Nevertheless, there are ways to address this if you want using more advanced Haskell. Constraints (and the things that produce them, like Num, Eq, etc) are perfectly ordinary type-level entities in Haskell1, so any feature that can be used to manipulate types can be used to manipulate Constraints. So even though there's no builtin syntax for applying a single constraint-producer (like Num) to multiple types, you can make something to do that job. The other answers have shown a couple of ways of doing this. If you're relatively early in your Haskell learning I'd probably recommend you just stick with writing out all the constraints manually for now, but up to you.
1 At least, they are with the ConstraintKinds language extension, but this is extremely well-accepted and now enabled by default on compilers that support the GHC2021 language.
Is there any case in which one would use multiple type variables of the same type, what impacts does this bring?
Are you talking about using multiple type variables with the type class constraint? Say like pairEqual :: (Eq a, Eq b) => (a, b) -> (a, b) -> Bool? Yes, that is sometimes done.
Each variable (and constraint) means the same thing as it always does. The caller of pairEqual can choose a to be any type they like (that has an Eq instance), and can choose b to be any type they like (that has an Eq instance). The code of pairEqual can use the interface of the Eq class for values of type a and b (i.e. it can test equality of a values, and can also test equality of b values).
But the important thing is that when multiple type variables are in use these choices and interfaces are completely independent of each other. The caller of pairEqual can choose the types a and b completely independently; it choose a to be Char and b to be Maybe Bool (by calling it as pairEqual ('a', Just False) ('a', Nothing), for example). a and b don't have to have any relationship to each other.
And the code implementing pairEqual can call == on two a values to test whether one value of type a is equal to another value of type a, and it can do the same with b values, but it has no ability to test whether an a value is equal to a b value. The two Eq interfaces it has access to are independent from one another.
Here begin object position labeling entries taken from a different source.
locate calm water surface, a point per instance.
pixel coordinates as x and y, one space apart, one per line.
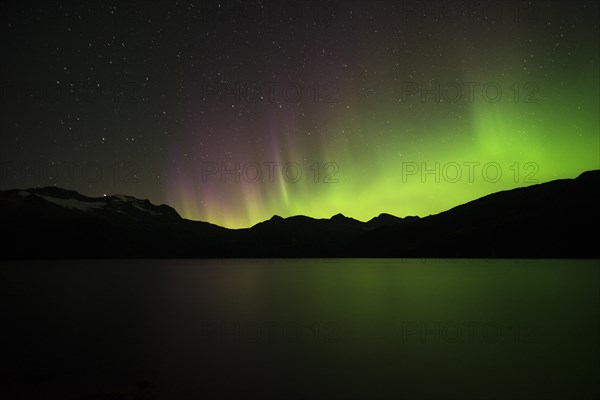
300 329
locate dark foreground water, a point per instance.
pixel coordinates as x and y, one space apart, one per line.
300 329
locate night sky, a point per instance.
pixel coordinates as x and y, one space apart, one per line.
323 107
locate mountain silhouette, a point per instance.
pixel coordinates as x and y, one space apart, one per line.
556 219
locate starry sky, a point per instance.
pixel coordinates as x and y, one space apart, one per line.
235 111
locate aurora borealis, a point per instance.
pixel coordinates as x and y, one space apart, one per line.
361 97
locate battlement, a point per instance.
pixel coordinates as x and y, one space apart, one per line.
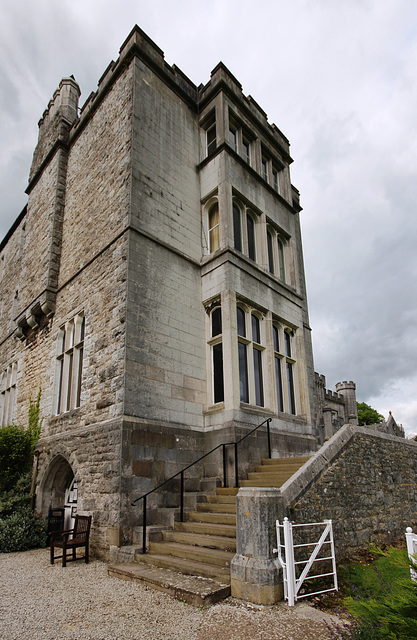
222 77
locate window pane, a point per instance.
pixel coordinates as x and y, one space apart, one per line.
243 373
237 227
265 168
218 372
233 138
214 229
276 338
290 381
241 324
256 329
246 150
287 344
270 252
275 180
281 260
79 377
216 322
251 237
257 367
278 377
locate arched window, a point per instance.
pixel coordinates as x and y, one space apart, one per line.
270 243
243 355
257 360
237 227
214 227
250 226
281 259
278 371
217 354
290 372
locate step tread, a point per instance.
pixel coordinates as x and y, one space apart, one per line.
215 518
180 550
201 540
188 567
195 590
206 528
221 499
209 507
301 460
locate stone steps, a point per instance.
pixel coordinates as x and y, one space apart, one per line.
205 544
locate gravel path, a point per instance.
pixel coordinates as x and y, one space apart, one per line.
39 601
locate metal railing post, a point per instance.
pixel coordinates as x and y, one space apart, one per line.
182 498
224 467
289 560
268 422
144 526
236 468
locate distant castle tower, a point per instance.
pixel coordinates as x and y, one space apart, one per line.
348 391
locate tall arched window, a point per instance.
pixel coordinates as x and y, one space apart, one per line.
270 243
214 227
257 360
290 372
281 259
243 355
250 226
278 371
217 354
237 227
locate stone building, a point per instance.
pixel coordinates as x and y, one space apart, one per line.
153 288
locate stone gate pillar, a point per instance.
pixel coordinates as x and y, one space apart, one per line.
256 575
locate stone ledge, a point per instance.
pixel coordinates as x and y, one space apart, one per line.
191 589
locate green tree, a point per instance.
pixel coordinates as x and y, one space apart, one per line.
368 415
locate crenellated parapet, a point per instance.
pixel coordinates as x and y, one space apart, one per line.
55 124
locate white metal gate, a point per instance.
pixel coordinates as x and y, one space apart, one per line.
285 550
411 539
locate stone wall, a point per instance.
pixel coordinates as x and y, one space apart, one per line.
364 481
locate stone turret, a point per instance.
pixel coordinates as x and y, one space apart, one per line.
56 121
348 391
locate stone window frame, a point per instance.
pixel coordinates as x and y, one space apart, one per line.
271 170
277 250
240 139
251 355
209 124
247 213
284 345
215 350
8 393
69 364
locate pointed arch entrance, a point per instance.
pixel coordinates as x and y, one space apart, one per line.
57 488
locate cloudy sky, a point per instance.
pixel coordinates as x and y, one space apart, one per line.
339 78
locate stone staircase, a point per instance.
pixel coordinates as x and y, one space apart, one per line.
192 561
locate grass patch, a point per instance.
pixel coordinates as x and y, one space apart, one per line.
377 598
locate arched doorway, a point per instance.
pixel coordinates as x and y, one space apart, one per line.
57 488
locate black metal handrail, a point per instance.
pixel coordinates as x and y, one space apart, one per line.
181 473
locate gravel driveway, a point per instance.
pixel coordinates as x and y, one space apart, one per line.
39 601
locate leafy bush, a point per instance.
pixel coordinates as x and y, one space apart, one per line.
382 599
15 455
21 531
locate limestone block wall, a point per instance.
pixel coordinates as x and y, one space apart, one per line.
98 179
10 268
36 247
165 348
165 154
94 453
364 481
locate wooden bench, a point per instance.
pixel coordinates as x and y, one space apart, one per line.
73 539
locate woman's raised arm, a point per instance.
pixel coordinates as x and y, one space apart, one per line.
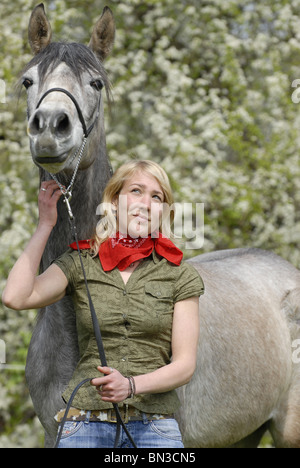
24 289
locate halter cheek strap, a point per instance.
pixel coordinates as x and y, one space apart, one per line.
86 131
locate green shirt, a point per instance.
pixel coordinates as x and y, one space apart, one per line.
135 321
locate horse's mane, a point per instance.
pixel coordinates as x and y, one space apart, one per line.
78 57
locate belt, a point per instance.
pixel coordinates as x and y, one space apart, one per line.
128 413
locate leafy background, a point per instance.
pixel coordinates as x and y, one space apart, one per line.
202 87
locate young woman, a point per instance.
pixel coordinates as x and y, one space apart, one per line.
146 299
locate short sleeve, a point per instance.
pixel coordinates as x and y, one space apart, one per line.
66 262
189 283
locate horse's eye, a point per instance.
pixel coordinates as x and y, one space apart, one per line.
96 84
27 82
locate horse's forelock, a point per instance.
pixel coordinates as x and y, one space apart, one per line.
78 57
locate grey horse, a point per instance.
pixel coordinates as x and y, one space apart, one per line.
247 379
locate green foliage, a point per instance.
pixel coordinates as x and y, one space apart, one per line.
202 87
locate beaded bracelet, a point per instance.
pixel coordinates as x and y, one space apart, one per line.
132 389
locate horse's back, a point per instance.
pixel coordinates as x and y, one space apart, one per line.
244 358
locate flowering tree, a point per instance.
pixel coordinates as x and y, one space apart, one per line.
203 87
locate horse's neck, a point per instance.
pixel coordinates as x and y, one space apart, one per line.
87 192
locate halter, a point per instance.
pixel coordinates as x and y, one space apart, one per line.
67 193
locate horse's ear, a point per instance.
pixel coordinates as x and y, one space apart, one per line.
103 35
39 29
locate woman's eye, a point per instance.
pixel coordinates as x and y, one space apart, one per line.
27 82
96 84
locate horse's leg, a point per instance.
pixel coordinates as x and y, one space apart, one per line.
285 426
252 440
51 359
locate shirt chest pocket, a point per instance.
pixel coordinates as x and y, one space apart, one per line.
158 297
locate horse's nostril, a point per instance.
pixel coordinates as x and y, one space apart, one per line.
62 123
36 124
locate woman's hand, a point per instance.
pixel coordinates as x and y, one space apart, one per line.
113 387
48 197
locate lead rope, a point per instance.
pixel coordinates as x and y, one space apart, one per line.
99 341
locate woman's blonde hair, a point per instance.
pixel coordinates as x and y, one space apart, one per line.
106 227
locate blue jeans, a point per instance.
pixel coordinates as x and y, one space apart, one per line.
162 433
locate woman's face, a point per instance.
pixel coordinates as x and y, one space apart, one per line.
139 206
So this is quite different in effect from if we had pairEqual :: Eq a => (a, a) -> (a, a) -> Bool. Here there's only one type variable for the caller to choose; both elements of both pairs have to be the same type. This gives more freedom to the code implementing pairEqual; it knows that both elements of both pairs are all of one single type and all work with the Eq interface it has. So it can test whether the first element of the first pair is equal to the second element of the second pair, if it wants. Our two-type-variable pairEqual from before couldn't do that. But it gives less freedom to people calling pairEqual; now pairEqual ('a', Just False) ('a', Nothing) is invalid, since there's no type that can be chosen for the single type variable a that allows the values 'a' and Just False.
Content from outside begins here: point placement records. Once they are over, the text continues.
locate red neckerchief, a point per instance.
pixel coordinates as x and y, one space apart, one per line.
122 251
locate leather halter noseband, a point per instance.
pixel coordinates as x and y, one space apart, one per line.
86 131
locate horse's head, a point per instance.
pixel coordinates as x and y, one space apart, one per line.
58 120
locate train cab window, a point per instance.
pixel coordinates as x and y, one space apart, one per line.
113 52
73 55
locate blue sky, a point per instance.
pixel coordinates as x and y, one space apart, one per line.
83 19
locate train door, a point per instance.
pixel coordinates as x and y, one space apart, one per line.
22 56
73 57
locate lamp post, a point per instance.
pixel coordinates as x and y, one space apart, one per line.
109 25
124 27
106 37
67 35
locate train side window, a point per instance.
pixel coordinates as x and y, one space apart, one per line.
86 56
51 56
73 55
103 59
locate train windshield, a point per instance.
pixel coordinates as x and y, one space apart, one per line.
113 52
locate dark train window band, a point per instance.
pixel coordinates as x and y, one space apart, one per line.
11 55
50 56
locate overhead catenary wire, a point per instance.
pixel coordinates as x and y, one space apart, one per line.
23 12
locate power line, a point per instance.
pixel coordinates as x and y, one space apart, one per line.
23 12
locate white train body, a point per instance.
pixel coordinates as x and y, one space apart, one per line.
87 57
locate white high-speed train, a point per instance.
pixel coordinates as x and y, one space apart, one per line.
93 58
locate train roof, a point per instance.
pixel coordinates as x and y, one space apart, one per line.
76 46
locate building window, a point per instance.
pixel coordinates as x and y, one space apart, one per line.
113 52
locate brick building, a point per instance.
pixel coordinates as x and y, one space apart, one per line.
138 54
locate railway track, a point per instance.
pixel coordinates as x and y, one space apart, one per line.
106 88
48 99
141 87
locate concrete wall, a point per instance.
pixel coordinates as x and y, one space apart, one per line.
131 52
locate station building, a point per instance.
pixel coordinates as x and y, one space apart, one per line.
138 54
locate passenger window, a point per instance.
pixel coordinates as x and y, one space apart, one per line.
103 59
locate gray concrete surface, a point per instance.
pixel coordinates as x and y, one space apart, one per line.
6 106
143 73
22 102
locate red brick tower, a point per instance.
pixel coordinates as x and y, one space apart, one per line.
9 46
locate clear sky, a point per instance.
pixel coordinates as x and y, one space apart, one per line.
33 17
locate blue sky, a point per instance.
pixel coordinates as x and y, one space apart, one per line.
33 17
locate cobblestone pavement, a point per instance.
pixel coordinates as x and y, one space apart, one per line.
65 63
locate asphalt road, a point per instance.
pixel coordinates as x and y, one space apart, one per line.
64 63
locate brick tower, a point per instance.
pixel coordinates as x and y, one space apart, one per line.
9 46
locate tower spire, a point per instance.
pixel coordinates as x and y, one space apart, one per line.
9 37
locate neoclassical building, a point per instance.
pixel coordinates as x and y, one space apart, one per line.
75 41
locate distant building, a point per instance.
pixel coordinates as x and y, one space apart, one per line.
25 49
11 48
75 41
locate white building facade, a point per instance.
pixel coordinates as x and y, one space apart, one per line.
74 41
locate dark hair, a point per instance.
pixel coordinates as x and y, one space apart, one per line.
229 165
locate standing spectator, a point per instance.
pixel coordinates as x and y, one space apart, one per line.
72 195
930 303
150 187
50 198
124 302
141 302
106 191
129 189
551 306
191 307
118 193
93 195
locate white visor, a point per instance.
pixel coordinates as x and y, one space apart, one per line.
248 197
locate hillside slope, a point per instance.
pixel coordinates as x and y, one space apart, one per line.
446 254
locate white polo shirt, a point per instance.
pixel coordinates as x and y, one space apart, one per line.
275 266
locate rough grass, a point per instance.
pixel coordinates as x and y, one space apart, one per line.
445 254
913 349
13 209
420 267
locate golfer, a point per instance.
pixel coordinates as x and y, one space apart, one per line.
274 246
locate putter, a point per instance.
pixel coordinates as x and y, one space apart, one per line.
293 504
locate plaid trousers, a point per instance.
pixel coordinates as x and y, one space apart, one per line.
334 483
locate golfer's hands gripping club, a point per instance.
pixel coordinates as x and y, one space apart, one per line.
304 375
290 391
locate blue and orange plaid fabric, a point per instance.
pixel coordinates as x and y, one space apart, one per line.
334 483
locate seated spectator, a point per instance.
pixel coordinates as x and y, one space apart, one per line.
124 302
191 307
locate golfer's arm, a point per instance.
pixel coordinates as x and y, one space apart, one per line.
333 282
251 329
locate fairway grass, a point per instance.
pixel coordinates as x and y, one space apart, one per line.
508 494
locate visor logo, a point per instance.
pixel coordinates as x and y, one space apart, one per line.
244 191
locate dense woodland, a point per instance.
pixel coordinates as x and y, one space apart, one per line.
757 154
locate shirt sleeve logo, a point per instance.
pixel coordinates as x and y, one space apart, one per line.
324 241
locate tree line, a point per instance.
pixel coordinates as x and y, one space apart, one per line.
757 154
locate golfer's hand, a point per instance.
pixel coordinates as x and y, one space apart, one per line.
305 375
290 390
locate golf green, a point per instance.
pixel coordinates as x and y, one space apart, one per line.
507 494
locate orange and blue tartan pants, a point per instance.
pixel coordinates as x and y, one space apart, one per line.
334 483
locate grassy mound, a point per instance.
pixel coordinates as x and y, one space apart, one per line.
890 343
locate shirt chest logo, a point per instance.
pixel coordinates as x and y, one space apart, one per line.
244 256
So using more or fewer type variables really depends on what you want to do. Using more can be "better" in that it gives more freedom to the callers of your function (i.e. it makes your function useful in more situations). The restrictions on the code of your function of using more independent types can also be useful for making sure you don't accidentally write the wrong code. But there usually just isn't a lot you can do with values of completely independent types, so you won't be able to just give every input value its own type variable.